Friday, August 29, 2014

Monopoly Grocery at Night

Baltimore City

Today I am thankful for advice from a close friend of mine.
This particular friend has some characteristics similar to my father...
the ability to deliver some tough love when needed,
that I have been missing since my father passed away.

One of the many things I loved about my dad is when I was feeling sorry for myself
he would kindly and gently hand out some tough love,
telling me that I am blessed despite whatever difficulty I was 
going through at the time.
He was always quick to remind me that many others have it worse,
that we all have issues we are going through,
and to focus on what is positive while self pity is only destructive.

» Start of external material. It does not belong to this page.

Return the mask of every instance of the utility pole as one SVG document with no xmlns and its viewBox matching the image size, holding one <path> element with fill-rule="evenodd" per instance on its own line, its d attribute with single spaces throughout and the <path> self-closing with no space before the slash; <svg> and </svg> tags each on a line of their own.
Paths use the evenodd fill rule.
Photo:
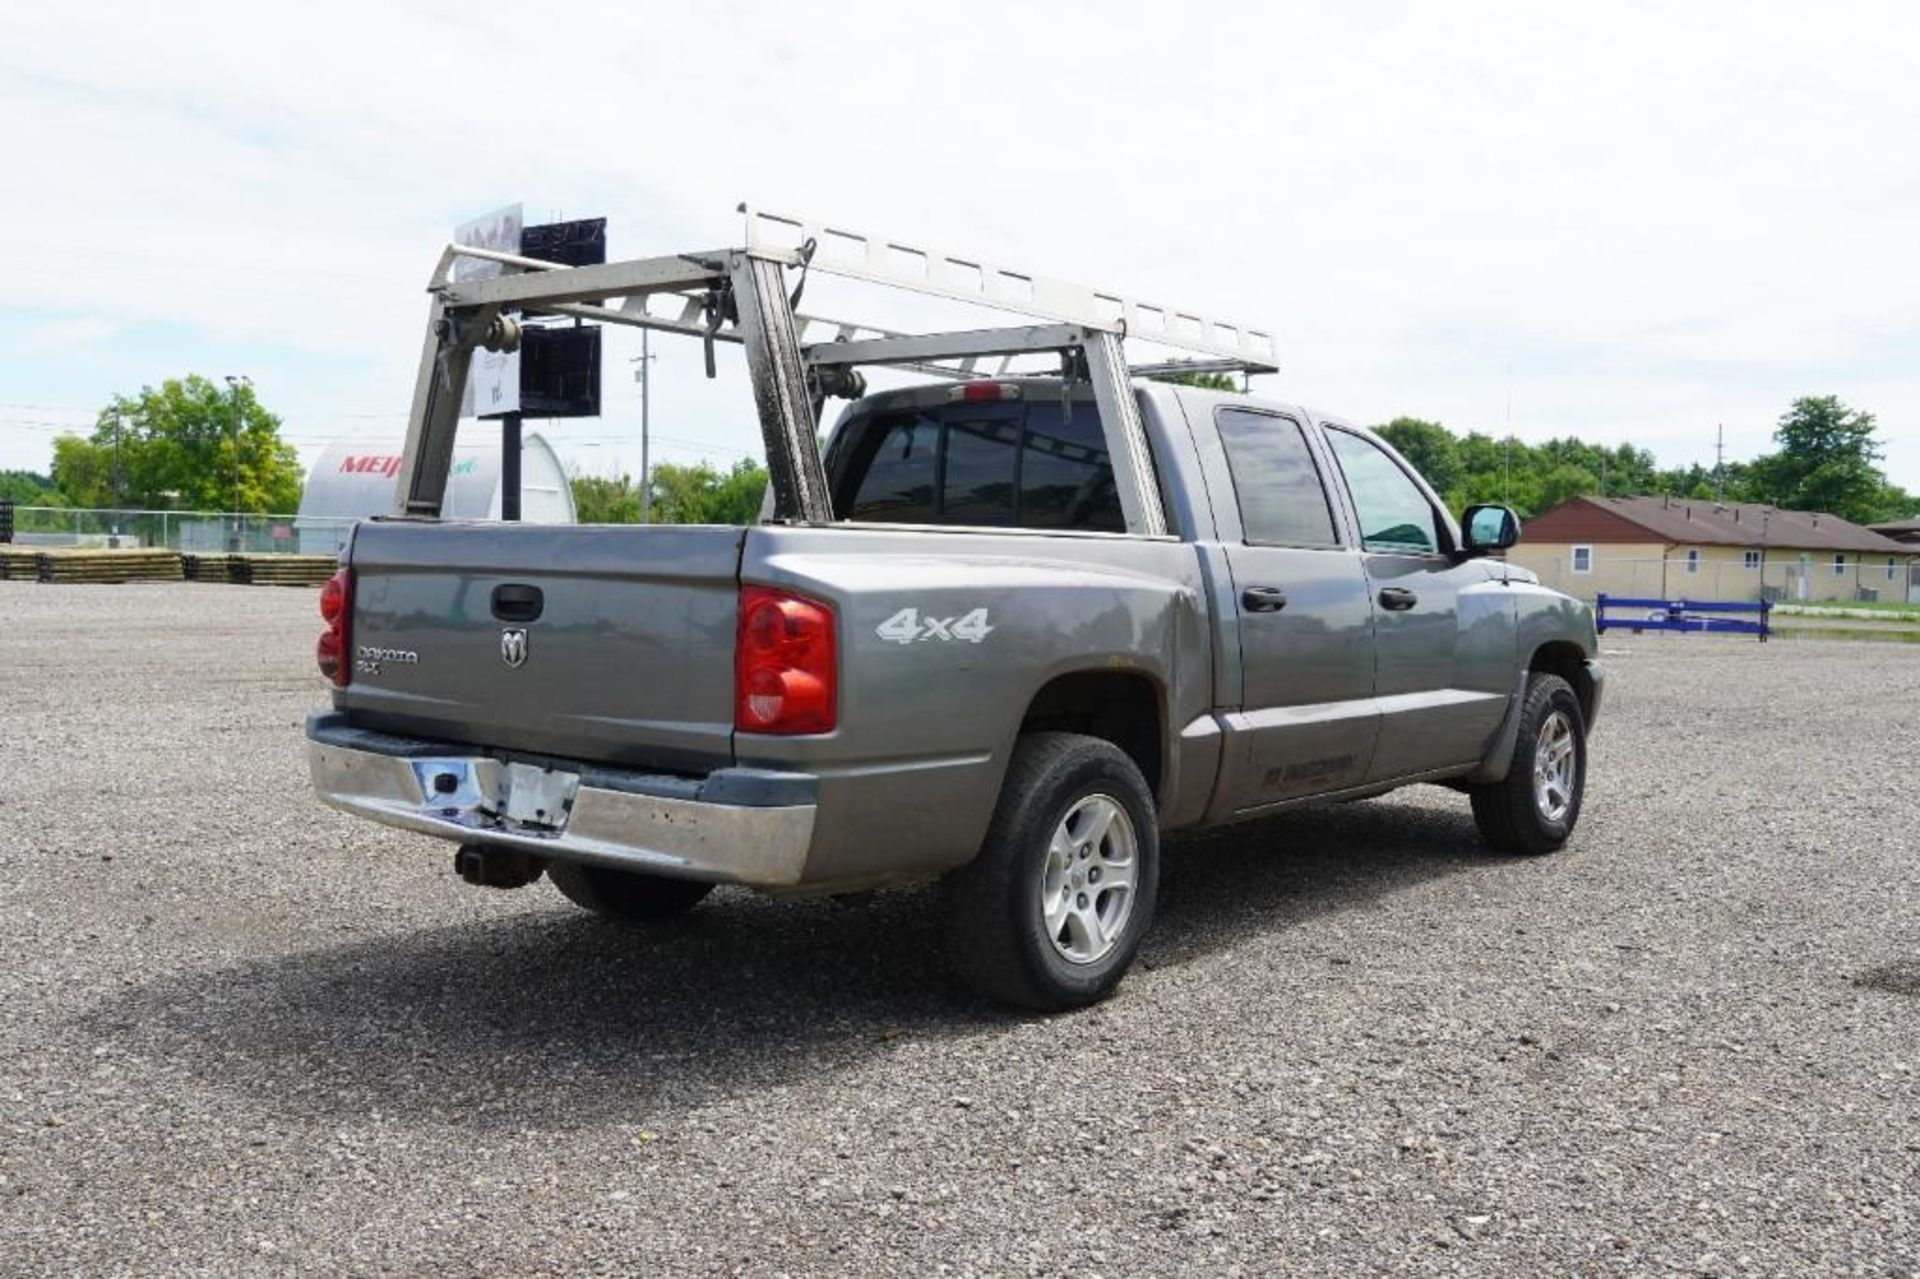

For the past few days I have struggled, 
I have thrown myself my very own pity party,
complete with tears and whining...
focusing on what I can't do right now while my health is horrible.

But when I talked with this friend, 
she didn't want to hear it.
She called me on my bullcrap and
told me she wanted to hear what I CAN do.
She told me I've had my 10 minutes of pity,
now get to it...make a list of what 3 things I will accomplish each day
and work toward accomplishing it,
even if it is just showering, making the bed, and one load of laundry.

Yep.
That is what I needed...
a swift kick in my sorry-for-myself butt.
So, from now on, I will list on my dry erase board 
three things each morning that I want to accomplish by the end of the day.
Refocusing the mind on what I CAN do instead of can't do
will be half the battle to healing.
The other half will come from giving myself the same grace and patience
that I often dish out to others but don't give to myself.
That, my friends, is a whole different story for another day.